Isidre Manils pinta realidades sin sujeto, da la sensación que su obra no es solo el resultado de su “yo-voluntad”, no quiero afirmar que otras voluntades se impongan a la suya, sino que parece que hay una fuerza, como las de las limaduras de hierro en torno a un imán, con la que los acontecimientos-imagen escogidos se van ubicando espontáneamente. El exegeta lo ha observado en el espacio dedicado al trabajo de sobremesa, en él hay una dispersión de imágenes recortadas en papel, están desordenadas, pero parecen destinadas a encontrarse por una voluntad propia, igual que en su libreta personal, en ella hay apuntes, indicios de color, son trozos de realidad que acabaran imponiéndose al autor y depositándose sobre la superficie de la tela. El arte verdadero deja un lugar a los acontecimientos sin sujeto.

La dualidad occidental estaba acostumbrada a distinguir entre Superfície y Profundidad, y por extensión a separar cuerpo y alma. Tuvimos que esperar a la definitiva aportación de Husserl para convencernos de que no se puede hablar del alma más que en función del cuerpo que la manifiesta y revela. Según este principio, la piel de las cosas, la superficie del mundo tiene la misma magnitud densa de lo que solemos considerar como profundo.

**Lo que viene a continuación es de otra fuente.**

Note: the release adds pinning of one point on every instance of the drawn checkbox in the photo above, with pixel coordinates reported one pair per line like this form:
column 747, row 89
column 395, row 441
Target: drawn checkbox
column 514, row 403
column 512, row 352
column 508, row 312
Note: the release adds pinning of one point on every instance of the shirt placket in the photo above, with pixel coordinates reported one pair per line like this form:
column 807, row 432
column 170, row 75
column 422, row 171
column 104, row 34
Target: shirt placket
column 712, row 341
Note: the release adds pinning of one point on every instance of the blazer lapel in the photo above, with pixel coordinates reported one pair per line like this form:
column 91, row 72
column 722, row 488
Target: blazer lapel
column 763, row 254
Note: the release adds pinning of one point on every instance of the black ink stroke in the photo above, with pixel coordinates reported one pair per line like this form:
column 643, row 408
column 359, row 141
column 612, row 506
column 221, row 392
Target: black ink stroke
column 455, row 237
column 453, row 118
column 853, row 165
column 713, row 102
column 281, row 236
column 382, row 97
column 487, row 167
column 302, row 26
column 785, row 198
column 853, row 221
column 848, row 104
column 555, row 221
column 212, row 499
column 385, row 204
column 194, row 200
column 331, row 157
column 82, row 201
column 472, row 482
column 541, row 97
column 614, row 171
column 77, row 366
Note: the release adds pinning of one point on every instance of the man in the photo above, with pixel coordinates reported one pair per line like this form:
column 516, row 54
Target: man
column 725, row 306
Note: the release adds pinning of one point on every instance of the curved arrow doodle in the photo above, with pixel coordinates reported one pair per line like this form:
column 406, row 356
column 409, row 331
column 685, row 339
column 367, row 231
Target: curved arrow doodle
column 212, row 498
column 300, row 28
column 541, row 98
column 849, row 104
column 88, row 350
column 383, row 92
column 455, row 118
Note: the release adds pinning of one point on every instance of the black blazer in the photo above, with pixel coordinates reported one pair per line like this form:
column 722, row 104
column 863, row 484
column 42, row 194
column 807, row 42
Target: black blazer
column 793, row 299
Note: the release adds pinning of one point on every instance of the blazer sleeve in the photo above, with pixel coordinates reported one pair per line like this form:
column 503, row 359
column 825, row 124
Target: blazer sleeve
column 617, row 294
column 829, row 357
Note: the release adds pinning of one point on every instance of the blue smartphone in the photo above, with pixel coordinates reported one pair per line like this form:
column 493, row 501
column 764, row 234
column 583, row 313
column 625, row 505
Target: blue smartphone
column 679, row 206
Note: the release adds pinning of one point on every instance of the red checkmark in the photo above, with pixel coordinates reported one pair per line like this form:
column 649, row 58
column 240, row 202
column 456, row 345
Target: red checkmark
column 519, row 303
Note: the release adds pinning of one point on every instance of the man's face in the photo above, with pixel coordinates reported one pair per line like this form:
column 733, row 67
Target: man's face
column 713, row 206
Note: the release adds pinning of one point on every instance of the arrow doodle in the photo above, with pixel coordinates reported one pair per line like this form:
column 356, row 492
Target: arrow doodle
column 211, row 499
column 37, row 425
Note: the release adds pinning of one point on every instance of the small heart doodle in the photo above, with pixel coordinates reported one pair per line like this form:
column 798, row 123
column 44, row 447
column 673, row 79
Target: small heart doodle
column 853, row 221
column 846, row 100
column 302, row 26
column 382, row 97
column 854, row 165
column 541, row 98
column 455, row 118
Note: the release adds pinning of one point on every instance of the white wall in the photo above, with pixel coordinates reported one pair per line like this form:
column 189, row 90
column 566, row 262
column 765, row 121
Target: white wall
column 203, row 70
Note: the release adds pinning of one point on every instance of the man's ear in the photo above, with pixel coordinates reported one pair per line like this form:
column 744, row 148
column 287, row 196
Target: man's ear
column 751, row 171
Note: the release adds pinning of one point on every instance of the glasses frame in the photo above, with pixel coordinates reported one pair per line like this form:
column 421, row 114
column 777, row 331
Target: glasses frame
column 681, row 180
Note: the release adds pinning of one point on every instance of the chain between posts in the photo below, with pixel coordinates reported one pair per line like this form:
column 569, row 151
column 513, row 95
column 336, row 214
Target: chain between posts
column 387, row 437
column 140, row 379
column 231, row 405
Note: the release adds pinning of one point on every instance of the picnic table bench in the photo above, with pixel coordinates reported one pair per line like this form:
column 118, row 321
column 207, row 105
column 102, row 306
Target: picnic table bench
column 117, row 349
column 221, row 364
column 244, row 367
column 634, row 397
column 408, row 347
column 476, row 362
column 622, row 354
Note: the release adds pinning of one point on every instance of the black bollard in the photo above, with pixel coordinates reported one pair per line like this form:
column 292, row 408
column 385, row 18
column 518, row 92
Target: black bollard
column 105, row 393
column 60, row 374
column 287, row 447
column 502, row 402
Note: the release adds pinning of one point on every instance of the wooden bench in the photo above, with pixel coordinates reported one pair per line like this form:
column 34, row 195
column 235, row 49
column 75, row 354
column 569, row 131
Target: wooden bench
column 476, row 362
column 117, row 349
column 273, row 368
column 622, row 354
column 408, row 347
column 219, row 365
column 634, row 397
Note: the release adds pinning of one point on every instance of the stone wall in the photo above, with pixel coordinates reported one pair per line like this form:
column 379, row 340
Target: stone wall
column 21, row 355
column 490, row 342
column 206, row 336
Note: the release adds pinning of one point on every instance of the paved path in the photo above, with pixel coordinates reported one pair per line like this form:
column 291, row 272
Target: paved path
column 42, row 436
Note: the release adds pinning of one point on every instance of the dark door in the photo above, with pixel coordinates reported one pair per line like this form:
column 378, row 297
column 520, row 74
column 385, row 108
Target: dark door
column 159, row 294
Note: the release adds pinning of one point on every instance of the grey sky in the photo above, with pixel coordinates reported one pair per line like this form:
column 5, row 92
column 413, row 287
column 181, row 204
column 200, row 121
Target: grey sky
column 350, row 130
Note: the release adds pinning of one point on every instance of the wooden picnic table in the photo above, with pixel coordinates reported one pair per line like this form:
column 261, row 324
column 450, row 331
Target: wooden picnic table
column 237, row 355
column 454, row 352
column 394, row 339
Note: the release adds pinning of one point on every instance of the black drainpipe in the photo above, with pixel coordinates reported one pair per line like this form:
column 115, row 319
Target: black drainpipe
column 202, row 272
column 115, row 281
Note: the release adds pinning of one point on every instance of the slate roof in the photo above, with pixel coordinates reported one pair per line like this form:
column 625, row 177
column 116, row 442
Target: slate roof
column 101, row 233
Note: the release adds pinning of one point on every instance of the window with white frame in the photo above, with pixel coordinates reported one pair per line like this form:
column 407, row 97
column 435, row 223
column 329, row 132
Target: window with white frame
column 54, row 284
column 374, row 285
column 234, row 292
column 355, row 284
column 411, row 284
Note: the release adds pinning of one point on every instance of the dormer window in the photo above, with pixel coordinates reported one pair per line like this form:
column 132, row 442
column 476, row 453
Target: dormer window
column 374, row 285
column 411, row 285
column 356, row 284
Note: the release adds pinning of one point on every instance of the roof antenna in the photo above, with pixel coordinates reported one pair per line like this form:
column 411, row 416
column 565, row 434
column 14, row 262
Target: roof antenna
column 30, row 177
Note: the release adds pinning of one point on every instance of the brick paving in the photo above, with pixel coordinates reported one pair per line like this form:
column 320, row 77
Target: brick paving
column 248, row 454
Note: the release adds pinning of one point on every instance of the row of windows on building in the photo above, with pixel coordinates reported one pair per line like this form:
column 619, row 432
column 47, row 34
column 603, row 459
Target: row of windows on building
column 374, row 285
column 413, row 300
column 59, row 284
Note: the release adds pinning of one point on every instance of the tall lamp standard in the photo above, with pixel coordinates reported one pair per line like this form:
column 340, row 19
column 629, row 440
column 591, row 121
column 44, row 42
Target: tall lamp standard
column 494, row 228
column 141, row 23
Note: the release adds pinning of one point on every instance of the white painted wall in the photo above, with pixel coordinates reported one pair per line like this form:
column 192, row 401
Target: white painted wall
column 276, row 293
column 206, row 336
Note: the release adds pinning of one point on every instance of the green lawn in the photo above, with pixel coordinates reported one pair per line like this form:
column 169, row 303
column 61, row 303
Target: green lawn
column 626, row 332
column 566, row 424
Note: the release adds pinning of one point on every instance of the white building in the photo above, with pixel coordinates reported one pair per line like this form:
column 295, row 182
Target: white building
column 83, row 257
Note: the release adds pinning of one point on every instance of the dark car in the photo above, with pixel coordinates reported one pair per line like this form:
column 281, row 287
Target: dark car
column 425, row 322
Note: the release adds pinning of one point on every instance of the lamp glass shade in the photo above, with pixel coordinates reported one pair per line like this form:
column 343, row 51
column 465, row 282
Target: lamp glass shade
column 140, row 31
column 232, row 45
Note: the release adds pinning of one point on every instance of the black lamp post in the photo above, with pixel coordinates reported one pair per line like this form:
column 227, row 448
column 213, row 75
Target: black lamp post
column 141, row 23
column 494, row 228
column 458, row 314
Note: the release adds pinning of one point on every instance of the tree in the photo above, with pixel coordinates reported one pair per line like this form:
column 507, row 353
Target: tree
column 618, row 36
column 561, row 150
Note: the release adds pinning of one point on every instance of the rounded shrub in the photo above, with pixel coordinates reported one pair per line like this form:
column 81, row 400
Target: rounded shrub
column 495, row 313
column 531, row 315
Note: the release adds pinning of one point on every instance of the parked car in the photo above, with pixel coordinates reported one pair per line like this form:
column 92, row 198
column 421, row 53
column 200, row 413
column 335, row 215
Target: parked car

Isidre Manils fenomenologiza Husserlianamente la realidad, la convierte en profunda cuando instala los acontecimientos en la superficie de la tela y con este acto nos recuerda aquella clásica paradoja de que la piel puede ser lo más profundo de nuestro cuerpo. La realidad se deposita sutilmente sobre la tela. Capa tras capa se oculta y se muestra, he ahí el carácter misterioso de sus cuadros, el enigma no se encuentra solo en los temas sino en la manera como han sido pintados. La impactante presencia de unos rostros evocadores de un arquetipo de identidad Femenina, o la formalización de sus besos-abrazos, o los cuerpos de figuras espectrales, o las alusiones al amor y a su exceso o la constancia de la muerte: están en sus cuadros. No obstante, el principal enigma se encuentra en la lentitud observada en el procesos pictórico, se encuentra en un nuevo situacionismo pictórico que convierte el lugar de la pintura, su superfície, lo que está aquí, en un vació de sujetos donde el procedimiento, la situación, el lugar “el loci” de la pintura es el auténtico significado. El situacionismo pictórico de Isidre Manils, no es especulativo, ni teoricista se encuentra en el rito pictórico, en el “lugar” de la pintura, se encuentra en constatar que, la misma superficie sobre la que empezó a dar los primeros esbozos, se va saturando de sentido por las innumerables pinceladas que aplica con técnica precisa, se encuentra en esos días y días en los que recoge las micro partículas de materia untuosa con un pincel de pelos escogidos, lo hace de un modo pulcro y los deposita sobre la tela hasta que la pintura desaparece sin dejar rastros. La situación de la pintura ha forjado una nueva identidad transformada y Toth reposa a la Superficie.